Long after her affair with former cavalry officer James Hewitt was over, Princess Diana kept his signet ring locked in a box that's now missing from her estate, a police officer testified Monday in the trial of her butler, Paul Burrell, according to the Associated Press.

Detective Sgt. Roger Milburn said in court that, at the request of Diana's sister, Lady Sarah McCorquodale, officers searched for the box at the home of Burrell, 44, but turned up nothing, the Guardian newspaper reports.

Burrell has pleaded not guilty to three charges relating to the theft of hundreds of items from Diana and other members of the Royal Family. The trial began a week ago Monday but was suspended briefly on Wednesday, when the original jury was dismissed. A new jury was picked and the trial resumed late in the week.

AP reports that the detail about Diana keeping a ring from her former lover was deemed so sensitive by police that Milburn had refrained from saying it aloud in the courtroom last Friday.
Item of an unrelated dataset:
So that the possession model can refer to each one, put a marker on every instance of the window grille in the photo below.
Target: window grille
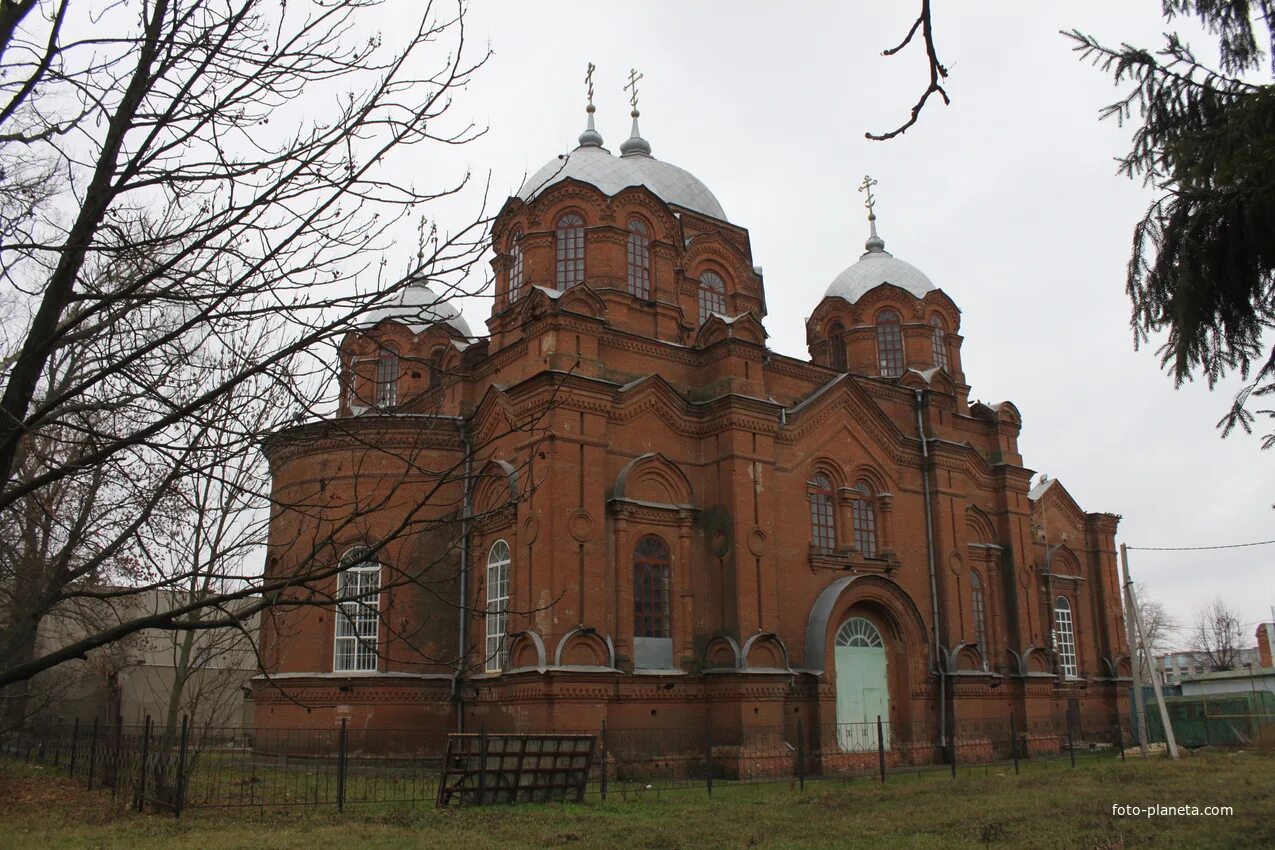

He instead wrote the information on a piece of paper and then handed it to the judge.

The jurist later decided it could be disclosed. (Hewitt, deemed a national heel for talking about his affair with Diana, also published a book about his fling with her.)

The ring from Hewitt was apparently found in a locked box kept in Diana's living room and unlocked after her death by Burrell and Lady Sarah once the key was found hidden in a tennis racket cover.

The box also contained letters to the princess from Prince Philip, audio tapes from an unidentified former employee and the resignation letter of her former private secretary, Patrick Jephson -- but the box reportedly has been missing ever since.